Counting Principles - Examples and Constructions

Advanced counting problems often require combining multiple principles and handling special conditions such as repetition, restrictions, or multi-stage selection processes. These examples illustrate systematic approaches to complex counting scenarios.

ExamplePermutations with Repetition

How many distinct arrangements are there of the letters in the word MISSISSIPPI?

The word has 11 letters: 1 M, 4 I's, 4 S's, and 2 P's. If all letters were distinct, there would be $11!$ arrangements. However, we must account for indistinguishable letters. The number of distinct arrangements is: $\frac{11!}{1! \cdot 4! \cdot 4! \cdot 2!} = \frac{39,916,800}{1 \cdot 24 \cdot 24 \cdot 2} = 34,650$

This formula generalizes: if we have $n$ objects where $n_1$ are of type 1, $n_2$ are of type 2, ..., and $n_k$ are of type $k$ , then the number of distinct arrangements is $\frac{n!}{n_1! \cdot n_2! \cdots n_k!}$ . These are called multinomial coefficients.

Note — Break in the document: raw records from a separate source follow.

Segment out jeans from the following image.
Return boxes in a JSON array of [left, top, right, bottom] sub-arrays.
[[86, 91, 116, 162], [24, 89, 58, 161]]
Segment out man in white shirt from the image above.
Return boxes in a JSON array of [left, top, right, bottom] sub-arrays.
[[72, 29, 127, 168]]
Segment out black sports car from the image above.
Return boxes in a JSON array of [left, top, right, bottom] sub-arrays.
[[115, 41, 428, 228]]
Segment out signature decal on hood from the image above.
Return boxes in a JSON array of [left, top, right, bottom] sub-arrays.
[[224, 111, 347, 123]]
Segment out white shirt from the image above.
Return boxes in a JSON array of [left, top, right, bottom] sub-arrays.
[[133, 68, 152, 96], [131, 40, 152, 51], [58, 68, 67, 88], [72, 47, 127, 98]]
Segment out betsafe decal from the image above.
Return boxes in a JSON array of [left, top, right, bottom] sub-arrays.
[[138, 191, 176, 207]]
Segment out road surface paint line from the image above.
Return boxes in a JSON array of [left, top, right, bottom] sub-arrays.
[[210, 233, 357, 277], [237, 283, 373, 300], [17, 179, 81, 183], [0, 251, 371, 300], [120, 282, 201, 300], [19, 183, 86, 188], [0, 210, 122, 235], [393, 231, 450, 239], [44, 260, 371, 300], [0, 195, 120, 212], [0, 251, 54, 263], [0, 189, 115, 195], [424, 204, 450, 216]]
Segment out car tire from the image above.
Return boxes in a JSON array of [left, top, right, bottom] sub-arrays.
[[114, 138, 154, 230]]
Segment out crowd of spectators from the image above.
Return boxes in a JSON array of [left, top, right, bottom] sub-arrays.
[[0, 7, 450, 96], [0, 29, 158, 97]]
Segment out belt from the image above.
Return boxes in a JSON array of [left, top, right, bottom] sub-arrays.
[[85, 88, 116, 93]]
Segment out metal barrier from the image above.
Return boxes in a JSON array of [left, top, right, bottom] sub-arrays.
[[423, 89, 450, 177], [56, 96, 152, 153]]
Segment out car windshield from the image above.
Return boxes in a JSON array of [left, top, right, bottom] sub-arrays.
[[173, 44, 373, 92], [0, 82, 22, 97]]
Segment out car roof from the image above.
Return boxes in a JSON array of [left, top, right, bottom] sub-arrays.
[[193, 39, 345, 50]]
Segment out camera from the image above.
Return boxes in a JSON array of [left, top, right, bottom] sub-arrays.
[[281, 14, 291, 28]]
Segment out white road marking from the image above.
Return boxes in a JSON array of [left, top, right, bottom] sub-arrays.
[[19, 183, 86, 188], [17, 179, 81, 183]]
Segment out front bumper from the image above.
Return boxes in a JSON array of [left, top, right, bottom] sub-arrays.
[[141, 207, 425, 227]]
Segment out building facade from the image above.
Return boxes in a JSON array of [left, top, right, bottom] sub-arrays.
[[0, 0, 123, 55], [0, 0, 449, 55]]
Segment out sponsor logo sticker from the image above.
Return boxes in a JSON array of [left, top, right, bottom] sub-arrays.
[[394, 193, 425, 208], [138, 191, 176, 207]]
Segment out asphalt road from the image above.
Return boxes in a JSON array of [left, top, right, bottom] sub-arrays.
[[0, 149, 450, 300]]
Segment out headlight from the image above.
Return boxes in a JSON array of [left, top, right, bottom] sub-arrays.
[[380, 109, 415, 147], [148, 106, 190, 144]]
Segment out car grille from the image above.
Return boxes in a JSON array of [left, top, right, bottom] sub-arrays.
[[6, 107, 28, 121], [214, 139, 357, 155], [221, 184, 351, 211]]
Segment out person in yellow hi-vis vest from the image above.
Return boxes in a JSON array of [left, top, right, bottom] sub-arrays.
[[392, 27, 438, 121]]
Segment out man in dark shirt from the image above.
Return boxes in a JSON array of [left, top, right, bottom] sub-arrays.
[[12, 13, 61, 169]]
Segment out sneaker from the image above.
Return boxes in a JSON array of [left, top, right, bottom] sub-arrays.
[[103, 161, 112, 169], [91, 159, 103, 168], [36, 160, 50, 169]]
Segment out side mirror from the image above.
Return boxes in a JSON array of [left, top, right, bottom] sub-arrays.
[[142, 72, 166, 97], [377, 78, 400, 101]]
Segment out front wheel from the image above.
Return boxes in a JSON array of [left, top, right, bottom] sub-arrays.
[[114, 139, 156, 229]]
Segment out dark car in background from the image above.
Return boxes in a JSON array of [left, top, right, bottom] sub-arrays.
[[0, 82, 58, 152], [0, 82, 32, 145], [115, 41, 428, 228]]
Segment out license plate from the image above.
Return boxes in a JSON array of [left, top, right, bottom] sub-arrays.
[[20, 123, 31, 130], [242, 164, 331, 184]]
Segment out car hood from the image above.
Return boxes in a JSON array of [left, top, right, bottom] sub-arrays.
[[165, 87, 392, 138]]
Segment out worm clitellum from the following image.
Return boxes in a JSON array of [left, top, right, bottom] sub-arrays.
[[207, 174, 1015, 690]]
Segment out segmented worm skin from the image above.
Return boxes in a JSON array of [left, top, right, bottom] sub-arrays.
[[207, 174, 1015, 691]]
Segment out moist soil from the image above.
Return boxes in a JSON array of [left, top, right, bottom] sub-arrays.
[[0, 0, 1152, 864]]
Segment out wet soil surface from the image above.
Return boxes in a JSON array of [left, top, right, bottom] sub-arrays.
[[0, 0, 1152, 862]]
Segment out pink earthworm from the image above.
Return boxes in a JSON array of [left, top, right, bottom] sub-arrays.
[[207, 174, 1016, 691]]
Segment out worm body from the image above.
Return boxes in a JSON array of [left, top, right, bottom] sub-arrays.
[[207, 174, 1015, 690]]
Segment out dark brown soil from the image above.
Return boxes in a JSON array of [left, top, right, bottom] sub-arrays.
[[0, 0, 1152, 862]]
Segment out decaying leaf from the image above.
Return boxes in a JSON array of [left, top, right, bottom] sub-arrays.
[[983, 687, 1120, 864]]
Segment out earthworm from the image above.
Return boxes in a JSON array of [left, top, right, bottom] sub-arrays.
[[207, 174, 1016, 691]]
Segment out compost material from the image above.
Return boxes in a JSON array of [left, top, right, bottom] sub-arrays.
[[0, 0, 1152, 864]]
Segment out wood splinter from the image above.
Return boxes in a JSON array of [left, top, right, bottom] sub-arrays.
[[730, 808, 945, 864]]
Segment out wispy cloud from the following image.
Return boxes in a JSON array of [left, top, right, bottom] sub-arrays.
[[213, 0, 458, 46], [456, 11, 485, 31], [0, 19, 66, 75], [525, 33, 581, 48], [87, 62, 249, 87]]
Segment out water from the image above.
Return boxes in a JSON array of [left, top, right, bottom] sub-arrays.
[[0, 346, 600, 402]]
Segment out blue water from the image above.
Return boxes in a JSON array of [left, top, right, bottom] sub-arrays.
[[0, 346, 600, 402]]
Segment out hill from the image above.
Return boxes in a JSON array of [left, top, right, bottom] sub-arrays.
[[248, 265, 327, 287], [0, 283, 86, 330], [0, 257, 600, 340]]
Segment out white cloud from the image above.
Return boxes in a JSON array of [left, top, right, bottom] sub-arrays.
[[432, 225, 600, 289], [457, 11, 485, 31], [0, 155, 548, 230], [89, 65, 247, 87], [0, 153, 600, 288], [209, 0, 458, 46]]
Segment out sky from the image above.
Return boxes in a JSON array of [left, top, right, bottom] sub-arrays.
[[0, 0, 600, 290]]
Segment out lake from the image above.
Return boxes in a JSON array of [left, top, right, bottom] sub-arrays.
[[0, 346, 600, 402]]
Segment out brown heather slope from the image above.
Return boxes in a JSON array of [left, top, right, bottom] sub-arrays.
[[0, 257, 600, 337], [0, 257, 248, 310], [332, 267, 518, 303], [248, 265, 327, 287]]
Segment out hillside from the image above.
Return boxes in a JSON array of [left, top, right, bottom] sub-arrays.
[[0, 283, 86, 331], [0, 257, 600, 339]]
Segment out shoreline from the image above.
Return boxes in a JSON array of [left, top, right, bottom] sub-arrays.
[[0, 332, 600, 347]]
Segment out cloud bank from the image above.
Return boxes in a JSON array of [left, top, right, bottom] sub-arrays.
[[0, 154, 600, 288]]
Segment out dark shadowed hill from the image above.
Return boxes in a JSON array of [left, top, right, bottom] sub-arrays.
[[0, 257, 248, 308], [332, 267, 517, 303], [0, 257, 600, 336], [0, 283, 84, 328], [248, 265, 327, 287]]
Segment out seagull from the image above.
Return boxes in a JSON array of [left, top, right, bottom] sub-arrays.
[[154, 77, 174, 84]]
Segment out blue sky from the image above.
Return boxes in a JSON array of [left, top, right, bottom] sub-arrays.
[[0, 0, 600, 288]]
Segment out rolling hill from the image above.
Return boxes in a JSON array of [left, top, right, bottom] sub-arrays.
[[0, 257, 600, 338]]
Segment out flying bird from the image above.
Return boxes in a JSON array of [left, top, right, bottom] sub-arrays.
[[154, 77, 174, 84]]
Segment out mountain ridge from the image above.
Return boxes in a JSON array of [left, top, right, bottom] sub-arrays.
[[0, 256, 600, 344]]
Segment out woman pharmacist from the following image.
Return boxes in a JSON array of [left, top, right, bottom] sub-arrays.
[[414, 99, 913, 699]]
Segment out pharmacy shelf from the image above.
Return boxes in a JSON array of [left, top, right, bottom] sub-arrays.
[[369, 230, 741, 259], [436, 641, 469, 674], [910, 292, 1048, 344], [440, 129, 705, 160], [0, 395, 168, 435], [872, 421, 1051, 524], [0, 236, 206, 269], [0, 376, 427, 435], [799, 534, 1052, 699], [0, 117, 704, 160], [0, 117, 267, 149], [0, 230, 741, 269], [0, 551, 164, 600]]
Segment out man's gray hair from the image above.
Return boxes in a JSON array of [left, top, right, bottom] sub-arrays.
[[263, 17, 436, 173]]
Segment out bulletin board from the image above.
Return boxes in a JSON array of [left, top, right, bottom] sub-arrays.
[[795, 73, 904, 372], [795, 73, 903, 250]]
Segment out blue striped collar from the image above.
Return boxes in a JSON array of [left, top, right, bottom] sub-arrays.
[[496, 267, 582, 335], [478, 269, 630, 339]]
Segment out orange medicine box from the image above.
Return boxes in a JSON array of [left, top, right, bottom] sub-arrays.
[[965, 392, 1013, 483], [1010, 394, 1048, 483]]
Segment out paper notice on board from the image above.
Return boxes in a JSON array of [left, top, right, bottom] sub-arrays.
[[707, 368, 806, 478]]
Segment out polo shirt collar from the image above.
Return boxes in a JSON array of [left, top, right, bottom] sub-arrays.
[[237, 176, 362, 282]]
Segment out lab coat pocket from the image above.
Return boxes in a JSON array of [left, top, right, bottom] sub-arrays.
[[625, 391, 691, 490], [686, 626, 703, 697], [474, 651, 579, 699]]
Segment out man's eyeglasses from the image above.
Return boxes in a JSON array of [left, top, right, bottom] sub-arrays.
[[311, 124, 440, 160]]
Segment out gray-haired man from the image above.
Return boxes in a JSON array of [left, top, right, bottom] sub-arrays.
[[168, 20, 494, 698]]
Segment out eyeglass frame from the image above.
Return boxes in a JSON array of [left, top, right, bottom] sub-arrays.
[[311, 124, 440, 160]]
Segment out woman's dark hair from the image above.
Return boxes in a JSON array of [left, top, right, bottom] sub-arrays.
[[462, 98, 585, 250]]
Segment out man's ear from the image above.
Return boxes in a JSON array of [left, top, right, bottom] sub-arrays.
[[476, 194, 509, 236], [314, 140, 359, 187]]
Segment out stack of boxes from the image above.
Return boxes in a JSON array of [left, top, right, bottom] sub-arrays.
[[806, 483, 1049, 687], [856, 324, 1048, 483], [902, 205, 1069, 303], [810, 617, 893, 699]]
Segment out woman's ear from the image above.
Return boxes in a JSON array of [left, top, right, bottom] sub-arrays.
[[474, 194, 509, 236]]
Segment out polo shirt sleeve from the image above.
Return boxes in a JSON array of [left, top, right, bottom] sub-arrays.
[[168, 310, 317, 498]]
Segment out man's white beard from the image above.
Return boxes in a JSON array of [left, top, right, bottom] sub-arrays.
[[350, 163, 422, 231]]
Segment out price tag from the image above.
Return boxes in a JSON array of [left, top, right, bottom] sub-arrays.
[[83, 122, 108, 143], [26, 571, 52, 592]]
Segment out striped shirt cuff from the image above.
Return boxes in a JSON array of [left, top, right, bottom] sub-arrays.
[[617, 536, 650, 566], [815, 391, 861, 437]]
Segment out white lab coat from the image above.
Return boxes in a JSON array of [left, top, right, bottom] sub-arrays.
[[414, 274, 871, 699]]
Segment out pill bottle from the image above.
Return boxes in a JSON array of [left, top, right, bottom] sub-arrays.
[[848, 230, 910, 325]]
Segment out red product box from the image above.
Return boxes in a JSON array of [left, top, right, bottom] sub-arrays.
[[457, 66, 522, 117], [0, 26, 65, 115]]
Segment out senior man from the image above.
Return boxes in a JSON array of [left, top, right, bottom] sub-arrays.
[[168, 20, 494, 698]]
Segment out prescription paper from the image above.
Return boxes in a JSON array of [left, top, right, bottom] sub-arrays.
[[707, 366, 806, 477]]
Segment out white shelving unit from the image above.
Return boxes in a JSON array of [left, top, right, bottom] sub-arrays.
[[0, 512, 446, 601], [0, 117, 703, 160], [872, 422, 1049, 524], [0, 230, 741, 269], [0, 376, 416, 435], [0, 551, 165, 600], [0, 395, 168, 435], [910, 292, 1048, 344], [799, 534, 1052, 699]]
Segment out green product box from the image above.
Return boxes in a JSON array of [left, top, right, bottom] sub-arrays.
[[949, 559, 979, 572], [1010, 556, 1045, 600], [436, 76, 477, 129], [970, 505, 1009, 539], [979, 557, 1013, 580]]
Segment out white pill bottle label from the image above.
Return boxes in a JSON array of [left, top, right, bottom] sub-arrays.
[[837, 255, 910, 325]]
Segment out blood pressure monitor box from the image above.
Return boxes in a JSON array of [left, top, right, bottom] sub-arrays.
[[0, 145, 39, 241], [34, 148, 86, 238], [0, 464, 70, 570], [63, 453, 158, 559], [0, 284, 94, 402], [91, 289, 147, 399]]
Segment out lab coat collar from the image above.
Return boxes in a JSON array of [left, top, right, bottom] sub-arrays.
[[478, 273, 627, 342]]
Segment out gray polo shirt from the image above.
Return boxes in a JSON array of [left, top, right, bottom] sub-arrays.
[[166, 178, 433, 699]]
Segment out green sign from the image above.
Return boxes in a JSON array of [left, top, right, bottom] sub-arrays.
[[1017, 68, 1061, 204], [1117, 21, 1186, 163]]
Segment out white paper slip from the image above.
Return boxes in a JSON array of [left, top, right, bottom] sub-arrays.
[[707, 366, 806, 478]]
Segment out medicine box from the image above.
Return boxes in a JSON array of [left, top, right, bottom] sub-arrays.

ExampleDistributing Indistinguishable Objects

How many ways can we distribute 10 identical balls into 4 distinct boxes?

This is a classic "stars and bars" problem. We need to find the number of non-negative integer solutions to $x_1 + x_2 + x_3 + x_4 = 10$ . Using the stars and bars method, we arrange 10 stars (balls) and 3 bars (dividers) to create 4 groups: $\binom{10 + 4 - 1}{4 - 1} = \binom{13}{3} = 286$

Generally, distributing $n$ identical objects into $k$ distinct boxes has $\binom{n+k-1}{k-1}$ solutions.

ExampleCounting with Restrictions

A committee of 5 people is to be chosen from 6 men and 8 women. How many committees can be formed if there must be at least 2 women?

We use complementary counting. The total number of committees without restrictions is $\binom{14}{5}$ . We subtract committees with 0 or 1 women: $\binom{14}{5} - \binom{6}{5}\binom{8}{0} - \binom{6}{4}\binom{8}{1}$ $= 2002 - 6 \cdot 1 - 15 \cdot 8 = 2002 - 6 - 120 = 1876$

Alternatively, we can count directly by cases (2, 3, or 4 women): $\binom{8}{2}\binom{6}{3} + \binom{8}{3}\binom{6}{2} + \binom{8}{4}\binom{6}{1} + \binom{8}{5}\binom{6}{0} = 560 + 840 + 420 + 56 = 1876$ .

DefinitionDerangements

A derangement is a permutation where no element appears in its original position. The number of derangements of $n$ objects, denoted $D_n$ or $!n$ , is given by: $D_n = n! \sum_{i=0}^{n} \frac{(-1)^i}{i!} = n! \left(1 - \frac{1}{1!} + \frac{1}{2!} - \frac{1}{3!} + \cdots + \frac{(-1)^n}{n!}\right)$

Remarkably, $D_n$ is the nearest integer to $\frac{n!}{e}$ , and the probability that a random permutation is a derangement approaches $\frac{1}{e} \approx 0.368$ as $n \to \infty$ .

Remark

Many counting problems involve circular arrangements, where rotations are considered identical. For $n$ distinct objects, there are $\frac{n!}{n} = (n-1)!$ distinct circular arrangements. If reflections are also considered identical (as with a necklace that can be flipped), the count becomes $\frac{(n-1)!}{2}$ for $n \geq 3$ . These considerations lead to Burnside's lemma and Pólya enumeration theorem in more advanced combinatorics.

These examples demonstrate how fundamental counting principles extend to handle complex scenarios encountered in practical applications.